The irony is that those who peddle these myths live in palatial homes, have fleets of cars, live ostentatiously and gain their wealth through political patronage. Today’s leaders are sons of former leaders, nephews, wives, and extended family members. It really doesn’t matter whether BN, UMNO-PAS, or Pakatan Harapan are in power, the people are the same.
The aspirations and goals of the leaders are not the same as the people, as those who voted for PH last election are finding out. Corruption is the same, the bankrupt ideas are the same, abuse of power is the same, and the cover ups are the same.
Race politics have spilled into to the mosques, into the universities, and into the daily media. There is now a nation that some Malays don’t even want, seeing themselves as Malay and Muslim first and Malaysian second. There are even signs that Malays are dividing into their own sub-identities as Kelantanese, Johorians, and Kedahans, etc. Islam is becoming so authoritarian that a spiritual backlash is occurring, where some Malays appear as Muslims on the outside and reject it on the inside.
Ketuanan Melayu is really a code for Tadika Melayu, a child’s creche in which self-appointed protectors create mythical enemies that project these self-appointees as the saviors of the race. Protection is a code word meaning keeping the populace in their place so the protectors can continue to plunder unabated.
Race based politics have become a self-fulfilling prophecy. Go into any kampung and talk about the issues that concern people and you will hear it’s about infrastructure, job opportunities, social and economic wellbeing, and the freedom to live one’s life in peace and harmony. In the coming Tanjung Plai by-election these are the issues that will come up at the grassroots. Ketuanan Melayu is a failed political philosophy that has only benefitted a small elite.

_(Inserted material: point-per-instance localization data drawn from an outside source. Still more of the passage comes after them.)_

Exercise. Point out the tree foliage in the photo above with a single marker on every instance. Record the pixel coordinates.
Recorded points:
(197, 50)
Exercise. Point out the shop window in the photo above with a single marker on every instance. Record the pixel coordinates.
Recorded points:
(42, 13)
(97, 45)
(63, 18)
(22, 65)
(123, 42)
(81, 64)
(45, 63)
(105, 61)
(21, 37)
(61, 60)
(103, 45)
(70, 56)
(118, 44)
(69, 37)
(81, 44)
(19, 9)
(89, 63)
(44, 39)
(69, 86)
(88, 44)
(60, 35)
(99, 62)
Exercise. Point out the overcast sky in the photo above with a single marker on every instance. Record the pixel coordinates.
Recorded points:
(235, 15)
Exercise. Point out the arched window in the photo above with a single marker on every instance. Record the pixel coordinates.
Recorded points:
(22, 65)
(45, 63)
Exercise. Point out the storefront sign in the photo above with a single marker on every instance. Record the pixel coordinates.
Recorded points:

The only way to break the nexus of race-based politics, state defined Islam, and neo-feudalism which is holding back the progress of Malaysia is to replace Ketuanan Melayu with a return to the Nusantara dream. Go back to the original Malay culture free of Arab customs, purify the Malay language of its pollutants, and return to some of the wise philosophies Malays once had.
Remember the history, being proud of coming from an ancient culture that was more globalized than Malays are today. Return to the accommodating integration that propelled Malay culture across the seas. This is the way forward where the nation of Malaysia can be built as it was once dreamt to be.
The people have a common heritage based on an ancient archipelago Malaysia is geographically set within going back around 1,200 years to Srivijaya. If this common heritage can be accepted, then Malaysians have a common destiny. Malay dignity starts with a sense of history.